Ferroptosis Contributes to Neuronal Death and Functional Outcome After Traumatic Brain Injury* :

Traumatic brain injury (TBI) triggers multiple cell death pathways, possibly including ferroptosis – a recently described cell death pathway that results from accumulation of 15-lipoxygenase (15-LOX)-mediated lipid oxidation products, specifically oxidized phosphatidylethanolamine (PE) containing arachidonic (AA) or adrenic (AdA) acid. This study aimed to investigate whether ferroptosis contributed to the pathogenesis of in vitro and in vivo TBI, and whether inhibition of 15-LOX provided neuroprotection. Cell culture study and randomized, controlled animal study. University research laboratory. HT22 neuronal cell line and adult male C57BL/6 mice. HT22 cells were subjected to pharmacologic induction of ferroptosis or mechanical stretch injury with and without administration of inhibitors of ferroptosis. Mice were subjected to sham or controlled cortical impact (CCI) injury. Injured mice were randomized to receive vehicle or baicalein (12/15-LOX inhibitor) at 10–15 min post-injury. Pharmacological inducers of ferroptosis and mechanical stretch injury resulted in cell death that was rescued by prototypical anti-ferroptotic agents including baicalein.
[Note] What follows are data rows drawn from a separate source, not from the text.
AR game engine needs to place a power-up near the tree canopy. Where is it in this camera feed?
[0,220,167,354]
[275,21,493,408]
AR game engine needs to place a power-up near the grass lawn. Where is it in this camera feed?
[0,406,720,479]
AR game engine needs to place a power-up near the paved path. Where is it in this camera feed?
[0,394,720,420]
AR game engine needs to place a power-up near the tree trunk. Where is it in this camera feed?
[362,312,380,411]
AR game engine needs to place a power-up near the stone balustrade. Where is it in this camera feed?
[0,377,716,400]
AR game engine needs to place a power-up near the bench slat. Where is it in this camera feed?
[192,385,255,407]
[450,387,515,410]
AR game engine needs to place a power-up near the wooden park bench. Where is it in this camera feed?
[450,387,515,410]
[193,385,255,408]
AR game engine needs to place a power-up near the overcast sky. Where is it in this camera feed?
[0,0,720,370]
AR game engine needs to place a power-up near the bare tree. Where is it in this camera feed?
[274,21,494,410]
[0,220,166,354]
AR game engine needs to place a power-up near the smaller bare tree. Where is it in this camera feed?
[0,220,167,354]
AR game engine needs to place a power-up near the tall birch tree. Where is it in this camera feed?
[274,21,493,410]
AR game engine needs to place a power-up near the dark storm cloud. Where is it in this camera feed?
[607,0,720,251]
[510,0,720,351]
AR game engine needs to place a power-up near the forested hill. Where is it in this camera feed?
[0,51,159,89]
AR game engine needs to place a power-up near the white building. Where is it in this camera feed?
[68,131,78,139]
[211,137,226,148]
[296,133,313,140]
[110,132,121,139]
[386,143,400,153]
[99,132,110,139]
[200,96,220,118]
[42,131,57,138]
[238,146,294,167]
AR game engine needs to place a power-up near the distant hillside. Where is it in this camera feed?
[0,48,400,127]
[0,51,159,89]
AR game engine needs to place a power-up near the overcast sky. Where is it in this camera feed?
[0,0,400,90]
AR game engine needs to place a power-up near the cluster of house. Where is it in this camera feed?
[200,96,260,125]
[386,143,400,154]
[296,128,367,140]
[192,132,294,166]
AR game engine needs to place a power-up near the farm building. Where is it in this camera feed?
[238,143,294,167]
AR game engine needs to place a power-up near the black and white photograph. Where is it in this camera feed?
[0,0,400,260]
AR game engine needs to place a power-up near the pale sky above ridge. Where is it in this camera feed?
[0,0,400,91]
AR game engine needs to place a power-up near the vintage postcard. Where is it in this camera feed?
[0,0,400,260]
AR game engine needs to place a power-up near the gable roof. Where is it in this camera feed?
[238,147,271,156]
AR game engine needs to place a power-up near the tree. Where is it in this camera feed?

Liquid chromatography tandem-mass spectrometry (LC-MS/MS) revealed the abundance of AA/AdA-PE compared to other AA/AdA-containing phospholipids in the brain. CCI resulted in accumulation of oxidized PE, increased expression of 15-LOX and acyl-CoA synthetase long-chain family member 4 (ACSL4; enzyme which generates substrate for the esterification of AA/AdA into PE), and depletion of glutathione in the ipsilateral cortex. Post-injury administration of baicalein attenuated oxidation of AA/AdA-PE, decreased the number of TUNEL positive cells in the hippocampus, and improved spatial memory acquisition vs vehicle. Biomarkers of ferroptotic death were increased after TBI. Baicalein decreased ferroptotic PE oxidation and improved outcome after CCI, suggesting that 15-LOX pathway might be a valuable therapeutic target after TBI.